Amid a historic influx of migrants, Lincy struggles to find legal representation for her asylum application. Asylum is protection granted by host countries to individuals fleeing harm or a well-founded fear of persecution based on one of five protected grounds: race, religion, nationality, political opinion, and membership in a particular social group (the breadth of this last category has sparked heated debate). While the U.S. has historically granted a high number of refugees and asylees annually, in 2024, it instituted a new policy limiting access to asylum, barring applicants from seeking it unless they present at an official border crossing or have advance authorization.
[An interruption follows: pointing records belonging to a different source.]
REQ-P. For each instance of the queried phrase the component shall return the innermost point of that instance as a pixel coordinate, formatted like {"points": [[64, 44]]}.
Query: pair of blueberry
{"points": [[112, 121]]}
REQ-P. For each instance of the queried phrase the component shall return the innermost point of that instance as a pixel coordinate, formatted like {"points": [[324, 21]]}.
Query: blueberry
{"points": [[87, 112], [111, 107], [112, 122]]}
A person seeking asylum must demonstrate that he or she suffered past persecution on the basis of one of these five grounds and that he or she has a well-founded fear of future persecution. Unlike criminal defendants, immigration court litigants are not entitled to government-appointed attorneys. Thus, many people who seek asylum do so without a lawyer, and many are detained for years while their cases await adjudication.
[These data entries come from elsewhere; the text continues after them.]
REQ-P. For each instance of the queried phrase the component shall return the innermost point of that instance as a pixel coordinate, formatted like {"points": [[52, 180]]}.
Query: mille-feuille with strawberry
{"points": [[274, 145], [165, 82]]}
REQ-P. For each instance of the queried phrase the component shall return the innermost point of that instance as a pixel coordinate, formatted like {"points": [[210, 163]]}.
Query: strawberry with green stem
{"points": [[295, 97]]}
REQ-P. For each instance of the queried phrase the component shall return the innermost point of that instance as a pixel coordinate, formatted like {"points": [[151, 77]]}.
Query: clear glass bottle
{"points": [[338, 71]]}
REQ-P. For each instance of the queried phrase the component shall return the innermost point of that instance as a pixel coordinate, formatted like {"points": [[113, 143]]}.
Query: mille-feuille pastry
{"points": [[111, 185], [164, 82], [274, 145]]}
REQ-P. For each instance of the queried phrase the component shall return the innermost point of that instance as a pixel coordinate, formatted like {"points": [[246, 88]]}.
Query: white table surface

The BIA has ruled that individuals must meet both the subjective and objective components of the well-founded fear standard. For example, the BIA has held that robbery and other forms of extortion will only satisfy the objective component if they are part of a pattern of persecution or are so severe as to render the individual unable to live in society. Similarly, in Karouni v. Gonzalez, a gay man from Mexico was found not to qualify for asylum because the BIA did not believe that incidents in which police called him immoral and extorted money while beating him up by yelling “faggot” constituted a pattern of persecution.